INVESTIGADORES
CAIAFA Cesar Federico
artículos
Título:
Brain-Computer Interface with Corrupted EEG Data: A Tensor Completion Approach
Autor/es:
JORDI SOLE-CASALS; CESAR F. CAIAFA; QIBIN ZHAO; ANDRZEJ CICHOCKI
Revista:
Cognitive Computation
Editorial:
Springer
Referencias:
Año: 2018
ISSN:
1866-9956
Resumen:
Background / Introduction: One of the current issues in Brain-Computer Interface (BCI) is how to deal with noisy Electroencephalography (EEG) measurements organized as multidimensional datasets (tensors). On the other hand, recently, significant advances have been made in multidimensional signal completion algorithms that exploit tensor decomposition models to capture the intricate relationship among entries in a multidimensional signal. We propose to use tensor completion applied to EEG data for improving the classification performance in a motor imagery BCI system with corrupted measurements. Noisy measurements (electrode misconnections, subject movements, etc.) are considered as unknowns (missing samples) that are inferred from a tensor decomposition model (tensor completion).Methods: We evaluate the performance of four recently proposed tensor completion algorithms, CP-WOPT (Acar et al, 2011), 3DPB-TC (Caiafa et al, 2013), BCPF (Zhao et al, 2015) and HaLRT (Liu et al. (2013), plus a simple interpolation strategy, first with random missing entries and then with missing samples constrained to have a specific structure (random missing channels), which is a more realistic assumption in BCI applications.Results: We measured the ability of these algorithms to reconstruct the tensor from observed data. Then, we tested the classification accuracy of imagined movement in a BCI experiment with missing samples. We show that for random missing entries, all tensor completion algorithms can recover missing samples increasing the classification performance compared to a simple interpolation approach.
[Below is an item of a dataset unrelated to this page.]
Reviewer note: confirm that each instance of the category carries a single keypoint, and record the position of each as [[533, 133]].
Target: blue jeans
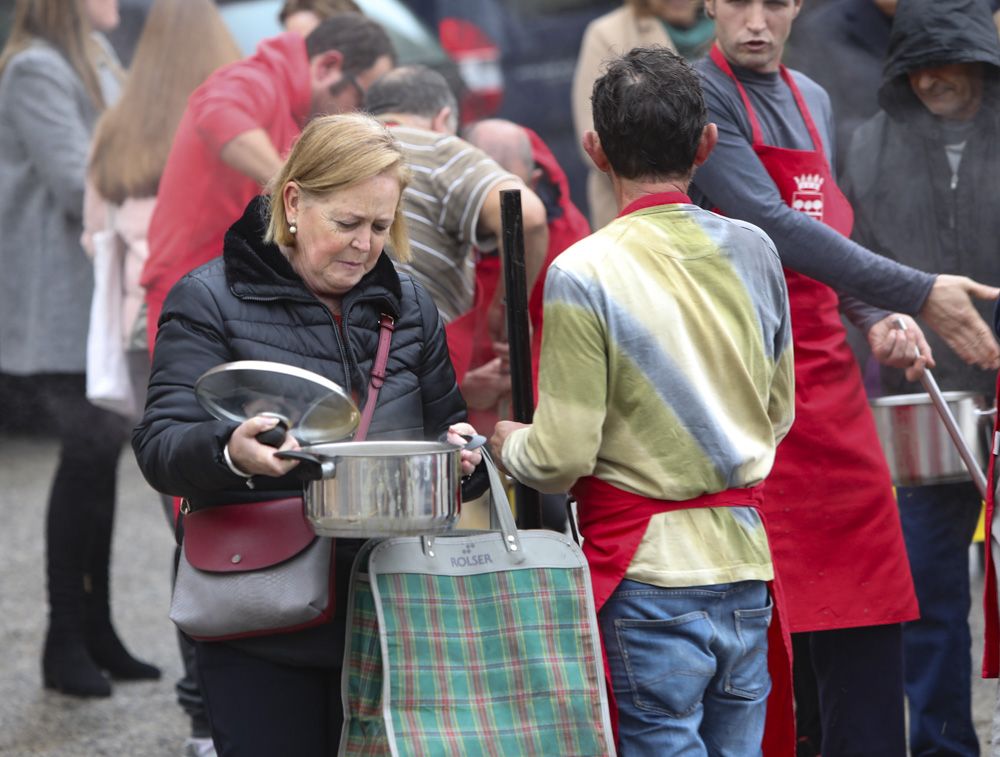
[[938, 523], [688, 667]]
For the random missing channels case, we show that tensor completion algorithms help to reconstruct missing channels, significantly improving the accuracy in the classification of motor imagery (MI), however, not at the same level as clean data. Summarizing, compared to the interpolation case, all tensor completion algorithms succeed to increase the classification performance by 7 ? 9% (LDA ? SVD) for random missing entries and 15 - 8% (LDA ? SVD) for random missing channels.